The Hidden Meaning Behind Gwyneth Paltrow’s Final Wish To The Man Who Sued Her

Was it sinister or serious? You decide.

Gwyneth Paltrow

by Georgia Aspinall |
Published on

It was the court case that consumed our lives for the past eight days, Gwyneth Paltrow won in court this morning after a jury deemed her not liable for the 2016 ski crash with retired optometrist Terry Sanderson.

Sanderson, 76, who was suing for $300,000 (£245,000) in damages alleging he suffered life-changing injuries, called the verdict ‘disappointing’. Gwyneth’s winning countersuit, for $1 and legal damages, is the culmination of eight days’ worth of testimony from doctors and ski instructors, in yet another celebrity court room drama filled with viral-worthy moments.

In the court of public opinion, Gwyneth has certainly come out on top: her outfits, wry cross-examination responses and insistence on gifting court security staff with lunch will go down in meme history. She may’ve lost a half-day of skiing, but she won the internet. Certainly, her final words in court made for a hilarious climax to the already farcical legal battle.

Exiting the court room alone, she brushed past Sanderson and bent over to whisper a simple ‘I wish you well’. Sanderson’s reply? ‘Thank you, dear.’

And while both parties are surely well-intentioned, the internet has decided otherwise – dubbing Gwyneth’s wish ‘sinister’, a hex placed on the man that lost her not just time on the slopes, but eight days’ worth of Tracey Anderson workout sessions.

‘Catherine de Medici is rising from her grave to learn tips from Gwyneth Paltrow on how to destroy your enemies with a word,’ joked journalist Heidi Moore on Twitter. ‘Notice how is frozen, in place, after her whisper.
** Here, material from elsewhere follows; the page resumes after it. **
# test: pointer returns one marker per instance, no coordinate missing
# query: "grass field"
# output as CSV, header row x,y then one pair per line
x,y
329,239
The quiet menace.’

Frankly, it was a worthy ending to a trial brimming with memeable moments from lawyers’ fan-girling over Gwyneth’s height to interrogating her closeness to Taylor Swift. Whether Gwyneth meant the wish as genuine or not, the internet will find a way to make it comedic – a comment not just on how ridiculous the court case is, but also the public obsession with it that we’re all guilty of.